Thursday 12 July 2018

Book review: Tilt, Kate Lilley (2018)

This slim collection of poetry and prose makes for good reading. Many of the poems in it are autobiographical in nature, and some of them talk about the author’s adolescent experiences. She has written about them elsewhere. The man who she has previously named as a sexual predator was progressive author and speechwriter Bob Ellis. Lilley says that her mother, the poet Dorothy Hewett, knew about the abuse but said nothing at the time. Ellis died two years ago. Hewett died in 2002. Lilley herself teaches at the University of Sydney.

But the poems about these experiences, while they might constitute an interesting chronicle about growing up in the 1970s, fail to completely engage the reader’s imagination. All the words are there and they are in the correct order but the spark that should animate the images they want to convey fails to ignite when you read them. At Gleebooks where I bought this volume, the sales clerk I spoke with told me that their initial stock of the book had sold out, and they had had to order new copies in for me, so I know that Lilley has a readership. But I was not moved by the writing in the book, not by the poems.

There is some journalism in here as well, however. It deals with the gay screen idol Greta Garbo. To write this piece, Lilley visited the archives in the United States where Garbo’s papers have been saved for posterity, and did extensive original research. It is a valuable piece of work that many people will be curious to read because Garbo was so famous for such a long time, over decades spanning both the silent- and the early talking-picture eras.

The cover image for the book is a photograph by Brian Bird dated 1948 that is titled ‘Luna Park lighted windmill’. The title of the book refers to the mechanical locking mechanism that is built into pinball machines to halt operation if excessive violence is employed when using them. Players would bump the machines they were on in a stabbing motion using the heels of their hands as they manipulated the buttons controlling the flippers, in order to gain high scores and keep the ball in play for the maximum amount of time possible. If a machine tilts, then its flippers stop working and you lose the ball down the chute in front of you.

The title of the book and its cover image bring to mind the work of the Australian artist Martin Sharp, who spent years making screen prints and paintings that used images of Tiny Tim, a British vaudeville singer who had a distinctive falsetto voice, and Ginger Meggs, an Australian newspaper cartoon character, a street urchin with read hair. He also made images of Luna Park and was vocal in support of the entertainment destination when it went through a rocky period in the late 70s and 1980s after a fire in the Ghost Train ride led to the deaths of seven people. His artworks are collectibles of pop now, but it recently came to light that, like Ellis, he had had sex with underage girls in the 1970s.

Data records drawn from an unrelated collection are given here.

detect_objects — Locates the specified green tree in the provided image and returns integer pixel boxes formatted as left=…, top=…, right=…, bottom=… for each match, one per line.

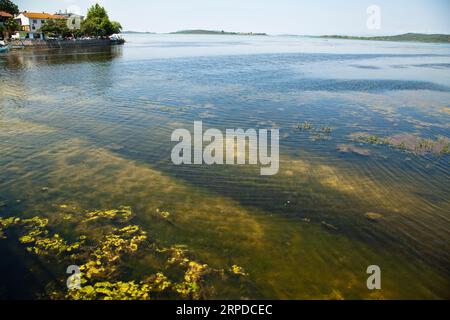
left=0, top=18, right=20, bottom=39
left=81, top=3, right=122, bottom=37
left=0, top=0, right=19, bottom=15
left=39, top=19, right=71, bottom=37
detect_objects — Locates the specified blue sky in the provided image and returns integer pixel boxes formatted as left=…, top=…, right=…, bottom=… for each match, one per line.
left=13, top=0, right=450, bottom=35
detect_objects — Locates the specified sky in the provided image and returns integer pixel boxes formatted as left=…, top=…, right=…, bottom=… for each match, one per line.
left=13, top=0, right=450, bottom=35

In the title poem in the book, Lilley talks about an entertainment destination she worked at in the 70s on Oxford Street. The piece underscores the distance that might lie between anodyne myths about an idealised past and the more confronting realities that can sometimes reside beyond the borders policed by the daily newspapers.

But knowingly signalling approval for tropes that are familiar to subsections of the community is not necessarily the same thing as writing worthwhile poetry, although the two things may sometimes appear to share things in common. A poem is not an ad, although people who in past eras might have written and published poetry these days do work in the advertising industry. To be fully realised, poetry must flame up in the imagination at points, usually at the end of the piece, and convey new awareness the reader didn’t have before. In exchange for the cost of the book and the time spent reading it, a poet owes us at least insight, if not revelation or a guide to attaining some sort of transcendence. But Lilley’s poetry seems to concentrate on narrow concerns in a way that suggests they lie wholly within a space circumscribed by the outlines of her public persona, or her identity. There might have been more space set aside for the expression of the individual’s perception of things that come before the reader and the feelings they provoked.

The poetry here is sometimes predictable but rarely really edifying. Poetry has to be stimulating in a way that prose does not have to be. A poem without its own quotient of energy, without some fire, cannot honestly be said to be good.

I had many concerns about writing this review after I had read a number of the poems in the book, because Lilley chose one of my own poems to be included in Southerly, the literary magazine that her university publishes four times a year. That poem appeared in 2014. So I had qualms about writing a negative review of her book. But I had only last month written a blogpost about the incestuous Australian literary ecosystem, so I felt it incumbent on me to be completely open and honest in my dealings with this book, for the ultimate benefit of my readers.

If reviewers hold back their true opinions about work that is published and made available to the wider community, then people who live in it are deprived of valuable information that might help them to purchase work that is really worthy of their dollars and time. Pulling your punches might give a temporary fillip to a writer but ultimately doing so corrupts the entire literary ecosystem because then you are skewing it to favour people you know rather than people whose work truly deserves to be read and shared. Reviewers have the same responsibility to be truthful as the media does. Truth is morality. A biased newspaper is corrupting the political process and should be shunned. Biased reviewers should also take a long, hard look at themselves before writing their next piece for publication.